Dennard was finishing up a night out with friends and family on April 21, 2012, just days before the start of the NFL draft, when the incident occurred. As bars were letting out, Dennard first had an altercation with college student Ben Samani, which was witnessed by Officer Ben Kopsa.

Kopsa approached Dennard, and soon after Dennard hit the officer. A 17-second video taken by an onlooker was evidence in the case; prosecutors said it was clear on the video that Dennard was the aggressor and punched Kopsa. The defense argued that it was impossible to tell from the video whether Dennard had hit the officer.

When he took the stand in his defense, Dennard admitted to resisting arrest and also to hitting Samani in the chest. He insisted he did not intentionally punch Kopsa.

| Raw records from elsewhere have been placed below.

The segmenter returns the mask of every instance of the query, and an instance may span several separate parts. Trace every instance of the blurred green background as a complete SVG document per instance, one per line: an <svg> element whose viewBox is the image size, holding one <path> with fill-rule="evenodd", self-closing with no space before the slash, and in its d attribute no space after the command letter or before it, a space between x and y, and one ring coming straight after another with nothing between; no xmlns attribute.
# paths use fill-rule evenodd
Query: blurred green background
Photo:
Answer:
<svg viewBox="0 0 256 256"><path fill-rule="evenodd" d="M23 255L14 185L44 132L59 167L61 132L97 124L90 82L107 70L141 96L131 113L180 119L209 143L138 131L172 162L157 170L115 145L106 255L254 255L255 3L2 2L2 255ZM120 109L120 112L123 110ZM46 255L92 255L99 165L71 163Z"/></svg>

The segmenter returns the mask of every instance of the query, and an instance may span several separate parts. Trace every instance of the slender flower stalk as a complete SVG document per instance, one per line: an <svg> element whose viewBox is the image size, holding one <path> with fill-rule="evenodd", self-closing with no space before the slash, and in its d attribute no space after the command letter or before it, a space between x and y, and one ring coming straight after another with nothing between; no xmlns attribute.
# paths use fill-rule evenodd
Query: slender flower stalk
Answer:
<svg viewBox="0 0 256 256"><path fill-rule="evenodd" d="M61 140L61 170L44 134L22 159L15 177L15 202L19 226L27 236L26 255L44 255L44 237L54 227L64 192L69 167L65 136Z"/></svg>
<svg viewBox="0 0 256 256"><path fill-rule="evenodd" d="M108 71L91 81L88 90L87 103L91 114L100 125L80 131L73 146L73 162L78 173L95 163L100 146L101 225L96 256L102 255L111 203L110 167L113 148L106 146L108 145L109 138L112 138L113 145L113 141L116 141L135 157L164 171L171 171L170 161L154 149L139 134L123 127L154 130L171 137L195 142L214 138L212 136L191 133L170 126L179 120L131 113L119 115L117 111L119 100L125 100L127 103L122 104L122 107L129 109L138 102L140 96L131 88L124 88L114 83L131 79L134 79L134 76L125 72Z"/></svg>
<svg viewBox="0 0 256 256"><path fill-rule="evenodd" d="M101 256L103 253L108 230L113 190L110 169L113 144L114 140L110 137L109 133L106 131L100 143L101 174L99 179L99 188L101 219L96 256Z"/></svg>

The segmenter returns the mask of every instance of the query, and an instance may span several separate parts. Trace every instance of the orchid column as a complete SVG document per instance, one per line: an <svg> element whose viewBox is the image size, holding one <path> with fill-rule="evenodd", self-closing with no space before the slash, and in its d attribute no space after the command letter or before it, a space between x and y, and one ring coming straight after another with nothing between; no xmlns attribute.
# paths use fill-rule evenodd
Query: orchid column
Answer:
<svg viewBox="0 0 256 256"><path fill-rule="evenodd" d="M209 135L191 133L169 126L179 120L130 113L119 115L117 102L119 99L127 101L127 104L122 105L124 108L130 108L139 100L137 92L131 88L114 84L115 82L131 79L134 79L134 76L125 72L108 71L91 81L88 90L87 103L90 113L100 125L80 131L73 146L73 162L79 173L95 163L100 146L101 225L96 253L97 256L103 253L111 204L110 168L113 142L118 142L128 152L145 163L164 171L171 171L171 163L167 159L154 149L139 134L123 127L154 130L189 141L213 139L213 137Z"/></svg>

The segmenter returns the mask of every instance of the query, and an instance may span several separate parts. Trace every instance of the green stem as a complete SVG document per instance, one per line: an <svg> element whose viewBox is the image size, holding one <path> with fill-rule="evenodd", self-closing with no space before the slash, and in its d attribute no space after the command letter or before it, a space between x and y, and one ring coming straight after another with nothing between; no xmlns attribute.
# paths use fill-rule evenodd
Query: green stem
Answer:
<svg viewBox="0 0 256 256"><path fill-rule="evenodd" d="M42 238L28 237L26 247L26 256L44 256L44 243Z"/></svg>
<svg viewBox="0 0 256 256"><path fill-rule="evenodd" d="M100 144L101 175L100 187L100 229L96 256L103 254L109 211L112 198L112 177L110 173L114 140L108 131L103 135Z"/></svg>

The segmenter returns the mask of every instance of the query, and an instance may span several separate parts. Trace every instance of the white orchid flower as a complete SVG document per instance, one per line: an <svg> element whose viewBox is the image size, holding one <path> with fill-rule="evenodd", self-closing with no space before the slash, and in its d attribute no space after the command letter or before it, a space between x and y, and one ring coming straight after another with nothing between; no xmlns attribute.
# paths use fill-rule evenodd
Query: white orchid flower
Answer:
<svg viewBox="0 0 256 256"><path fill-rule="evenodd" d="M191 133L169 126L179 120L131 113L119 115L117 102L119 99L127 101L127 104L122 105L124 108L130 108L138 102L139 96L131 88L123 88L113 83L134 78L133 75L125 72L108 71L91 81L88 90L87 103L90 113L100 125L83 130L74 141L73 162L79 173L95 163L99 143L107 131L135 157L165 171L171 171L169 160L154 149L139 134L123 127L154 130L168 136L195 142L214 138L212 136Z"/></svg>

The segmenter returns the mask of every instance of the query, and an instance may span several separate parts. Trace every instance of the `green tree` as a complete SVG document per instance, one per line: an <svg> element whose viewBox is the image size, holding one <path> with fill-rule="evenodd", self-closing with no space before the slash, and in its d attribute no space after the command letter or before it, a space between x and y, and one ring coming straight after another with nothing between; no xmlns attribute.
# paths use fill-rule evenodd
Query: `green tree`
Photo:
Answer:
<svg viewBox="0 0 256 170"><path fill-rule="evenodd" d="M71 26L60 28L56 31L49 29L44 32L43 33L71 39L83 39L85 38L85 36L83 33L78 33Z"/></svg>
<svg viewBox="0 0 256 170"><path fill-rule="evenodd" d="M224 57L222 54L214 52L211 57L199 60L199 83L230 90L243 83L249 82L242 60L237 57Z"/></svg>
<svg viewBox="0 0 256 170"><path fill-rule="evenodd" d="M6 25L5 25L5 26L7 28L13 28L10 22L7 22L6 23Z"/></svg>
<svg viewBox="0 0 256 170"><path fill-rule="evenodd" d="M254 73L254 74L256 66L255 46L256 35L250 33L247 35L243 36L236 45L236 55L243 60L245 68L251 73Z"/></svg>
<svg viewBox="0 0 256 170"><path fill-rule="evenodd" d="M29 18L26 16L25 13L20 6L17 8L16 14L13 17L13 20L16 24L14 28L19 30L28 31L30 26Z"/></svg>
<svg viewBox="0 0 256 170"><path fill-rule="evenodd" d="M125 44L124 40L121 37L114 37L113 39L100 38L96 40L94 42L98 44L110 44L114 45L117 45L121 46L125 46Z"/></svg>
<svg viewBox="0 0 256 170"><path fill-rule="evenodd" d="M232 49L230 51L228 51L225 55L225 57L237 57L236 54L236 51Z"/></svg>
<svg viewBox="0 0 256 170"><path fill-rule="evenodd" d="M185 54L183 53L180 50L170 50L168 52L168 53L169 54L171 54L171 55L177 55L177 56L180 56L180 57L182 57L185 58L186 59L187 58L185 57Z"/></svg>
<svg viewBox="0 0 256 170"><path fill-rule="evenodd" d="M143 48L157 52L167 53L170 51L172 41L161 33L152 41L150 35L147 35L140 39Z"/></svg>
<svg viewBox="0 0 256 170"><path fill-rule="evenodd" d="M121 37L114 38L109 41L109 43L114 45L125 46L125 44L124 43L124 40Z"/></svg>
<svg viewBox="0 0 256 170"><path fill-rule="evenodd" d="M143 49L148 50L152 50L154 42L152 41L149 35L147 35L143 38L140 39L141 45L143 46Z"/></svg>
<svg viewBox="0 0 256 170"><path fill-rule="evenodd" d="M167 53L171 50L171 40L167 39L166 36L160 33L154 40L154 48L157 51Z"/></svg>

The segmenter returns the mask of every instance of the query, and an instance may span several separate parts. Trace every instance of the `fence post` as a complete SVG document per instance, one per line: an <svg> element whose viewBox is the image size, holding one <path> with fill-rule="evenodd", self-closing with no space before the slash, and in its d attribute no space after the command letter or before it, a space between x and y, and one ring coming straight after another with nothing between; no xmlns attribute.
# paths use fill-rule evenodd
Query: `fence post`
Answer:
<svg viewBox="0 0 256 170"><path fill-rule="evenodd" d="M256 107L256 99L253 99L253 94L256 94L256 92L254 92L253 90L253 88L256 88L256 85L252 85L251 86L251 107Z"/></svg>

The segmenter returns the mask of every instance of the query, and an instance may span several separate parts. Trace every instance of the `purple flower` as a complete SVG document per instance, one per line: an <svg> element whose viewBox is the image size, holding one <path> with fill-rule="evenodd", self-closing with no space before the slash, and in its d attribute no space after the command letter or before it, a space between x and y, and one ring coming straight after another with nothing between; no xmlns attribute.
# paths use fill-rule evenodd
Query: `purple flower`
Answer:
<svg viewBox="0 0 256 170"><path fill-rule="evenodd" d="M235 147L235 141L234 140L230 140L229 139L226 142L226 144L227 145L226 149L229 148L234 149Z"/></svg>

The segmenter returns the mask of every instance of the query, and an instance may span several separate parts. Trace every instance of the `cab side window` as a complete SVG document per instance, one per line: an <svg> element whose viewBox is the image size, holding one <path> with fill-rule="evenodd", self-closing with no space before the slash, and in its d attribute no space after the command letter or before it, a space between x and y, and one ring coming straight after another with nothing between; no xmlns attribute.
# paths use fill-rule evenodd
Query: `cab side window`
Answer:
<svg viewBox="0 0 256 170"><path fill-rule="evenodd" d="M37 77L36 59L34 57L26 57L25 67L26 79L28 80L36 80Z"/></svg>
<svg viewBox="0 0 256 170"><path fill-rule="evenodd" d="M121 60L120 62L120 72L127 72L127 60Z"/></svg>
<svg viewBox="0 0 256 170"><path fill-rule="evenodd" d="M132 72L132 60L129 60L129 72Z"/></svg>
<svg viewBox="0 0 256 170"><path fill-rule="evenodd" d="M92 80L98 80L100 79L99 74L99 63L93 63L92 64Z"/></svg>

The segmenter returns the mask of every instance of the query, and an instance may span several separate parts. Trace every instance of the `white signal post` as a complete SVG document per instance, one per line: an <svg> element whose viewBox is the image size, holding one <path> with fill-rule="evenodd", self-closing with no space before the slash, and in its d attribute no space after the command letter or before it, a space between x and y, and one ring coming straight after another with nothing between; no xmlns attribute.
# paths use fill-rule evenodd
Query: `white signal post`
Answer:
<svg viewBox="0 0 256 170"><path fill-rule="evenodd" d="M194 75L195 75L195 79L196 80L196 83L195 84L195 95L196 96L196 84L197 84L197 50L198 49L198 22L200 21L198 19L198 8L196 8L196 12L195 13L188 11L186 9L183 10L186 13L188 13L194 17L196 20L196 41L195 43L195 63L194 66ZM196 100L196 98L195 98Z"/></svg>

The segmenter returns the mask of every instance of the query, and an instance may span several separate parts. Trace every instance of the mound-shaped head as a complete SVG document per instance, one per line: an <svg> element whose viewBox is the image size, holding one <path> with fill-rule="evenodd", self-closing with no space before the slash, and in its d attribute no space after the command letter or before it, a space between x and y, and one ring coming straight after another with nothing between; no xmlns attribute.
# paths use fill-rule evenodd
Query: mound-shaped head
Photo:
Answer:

While an Omaha World-Herald reporter in the courtroom wrote that it was difficult to ascertain much from the video, taken in the dark and partially obscured by other onlookers, including Dennard’s twin brother, Lorenzo, and Lorenzo’s girlfriend, Kelly did not agree, saying it clearly showed what happened between Dennard and Kopsa.

“I guess I didn’t read those accounts; we believed in the case,” Kelly said. “The video was a very helpful piece of evidence. In our estimation, it was a compelling piece of evidence.”

Dougherty disagreed.

“I think we made a good effort to convince the jury that the evidence was insufficient. They obviously saw it differently, disagreed, and they convicted him,” Dougherty said. “That’s the jury’s verdict.”

Dougherty did not want to speculate on Dennard’s punishment, saying that he will provide Stacy “with reasons why the sentence should be this and not that.”

The NFL said Wednesday it will review Dennard’s situation in terms of potential punishment. Even though Dennard was not in the NFL at the time of the incident, a league spokesman said this falls under the scope of the personal conduct policy.